Umstrittene Gemeindefusion: Morddrohungen gegen Politiker
In einer niedersächsischen CDU-Hochburg bekommen CDU-Politiker Morddrohungen, nachdem sie sich für eine "Einheitsgemeinde" einsetzten.
Das Städtchen Ankum nahe Osnabrück steht seit jeher in Treue zur CDU. Bei den letzten sechs Wahlen holte die Union hier im Durchschnitt 69,3 Prozent. Das geht auch auf das Konto des 67-jährigen Reinhold Coenen. Seit 1972 im Kommunalparlament, zehn Jahre Bürgermeister, seit 15 Jahren im Landtag. Doch jetzt muss sich der Osnabrücker Staatsschutz darüber Gedanken machen, ob Coenen Personenschutz braucht, weil manche Ankumer ihn wegen "Heimatverrats" umbringen wollen.
Der abstruse Fall begann 2008. In Hannover dachten Landespolitiker laut darüber nach, dass künftig "nur noch Gemeinden ab 10.000 Einwohner lebensfähig" seien, das Innenministerium signalisierte finanzielle Unterstützung für Fusionen. Da ergriffen Coenen und sein Parteikollege, der Bersenbrücker CDU-Samtgemeindebürgermeister Michael Lübbersmann, die Initiative. Seit fast 1.000 Jahren trennen nur sechs Kilometer Hügelland die beiden Städte. Ein bisschen Mittelstand gibt es hier, ein bisschen historische Altstadt. Und zusammen 16.000 Einwohner, vielleicht genug für das begehrte Label "Mittelzentrum". Eine "Stärkung des Raumes" könne eine Fusion sein, sagte Coenen und im September nahmen Ankum und Bersenbrück Fusionsgespräche auf.

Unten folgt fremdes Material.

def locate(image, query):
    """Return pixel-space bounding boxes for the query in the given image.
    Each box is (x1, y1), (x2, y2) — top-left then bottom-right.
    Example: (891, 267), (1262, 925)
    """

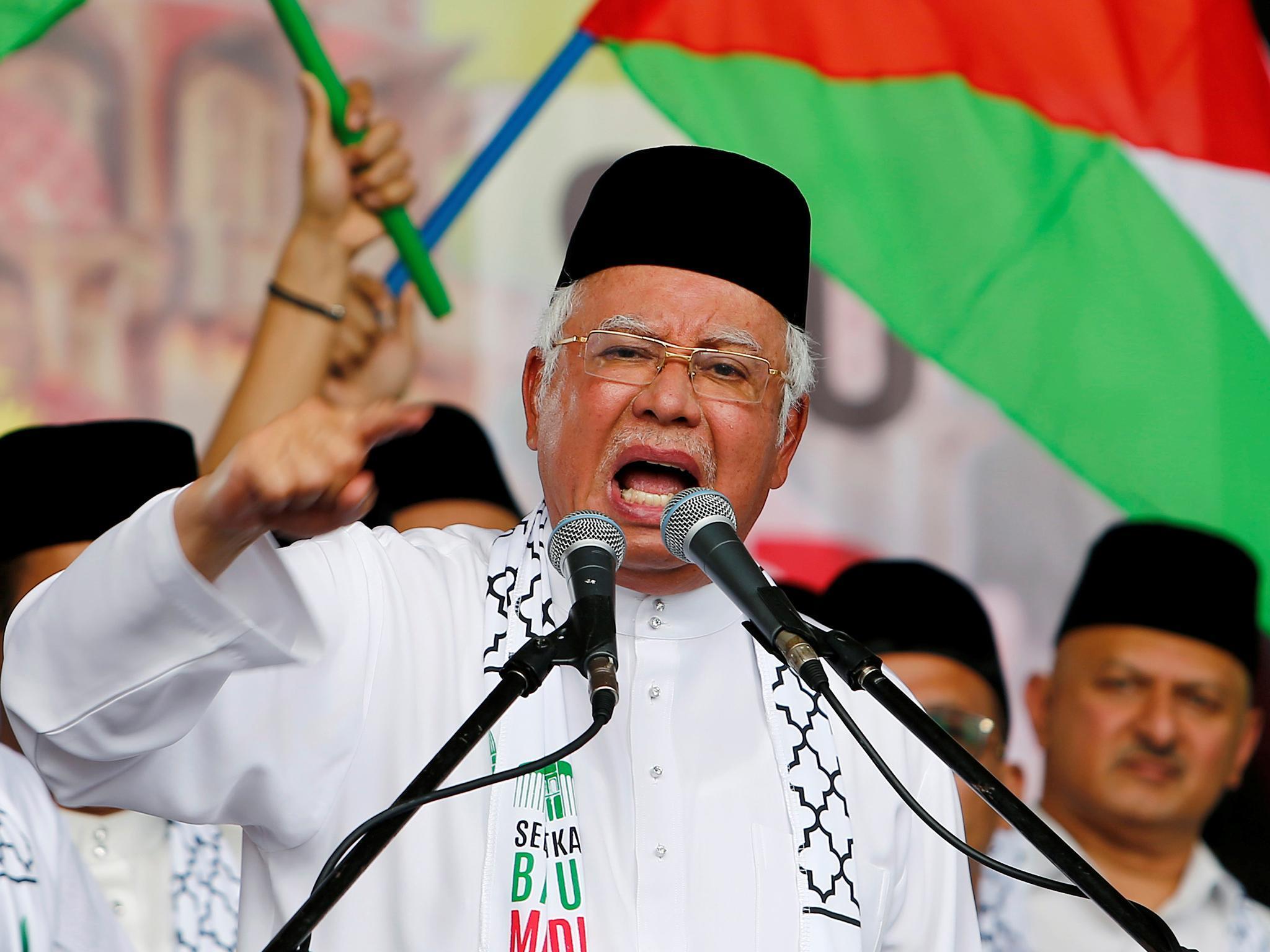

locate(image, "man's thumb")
(300, 73), (330, 144)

Doch ihre Bürger waren nicht begeistert. Eine "Initiative Pro Ankum" sammelte fast 1.300 Unterschriften gegen die "Einheitsgemeinde". Einigen ging die Unterschriftensammlung nicht weit genug. Im Oktober drohten "Junge Ankumer gegen die Einheitsgemeinde" dem CDU-Fraktionsvorsitzenden Günter Kosmann, er "sollte aufpassen, dass Sie nicht bald Ihrem Sohn Gesellschaft leisten". Kosmann hatte die Fusion unterstützt, sein Sohn war kurz zuvor verstorben. Die Absage an die Einheitsgemeinde sei "eine Frage der nationalen Ehre Ankums" schrieben die Fusionsgegner, die sich "in völliger Übereinstimmung mit der Mehrheit in unserem einmaligem Dorf" sahen. "Das ist ein unglaublich emotionales Thema," sagte Kosmann und wünschte sich "mehr Sachlichkeit". Er stehe aber weiter zu den angestellten Überlegungen. Im Mai begruben die beiden Städte jedoch das Projekt. "Die Zeit ist nicht reif für Gespräche", befand Mitinitiator Lübbersmann.
Und trotzdem erhielt Coenen jetzt ein Schreiben, das forderte, dass "Coenen weg muss". Und zwar nicht irgendwie. "Der Hauptfeind soll so gequält werden, dass er und seine Vasallen tot sind. Unsere Kameraden werden (...) sich nicht einschüchtern lassen", heißt es weiter, bevor von einer "Endschlacht um das 1.000-jährige Ankum" geschrieben wird. "Wir fangen erst an."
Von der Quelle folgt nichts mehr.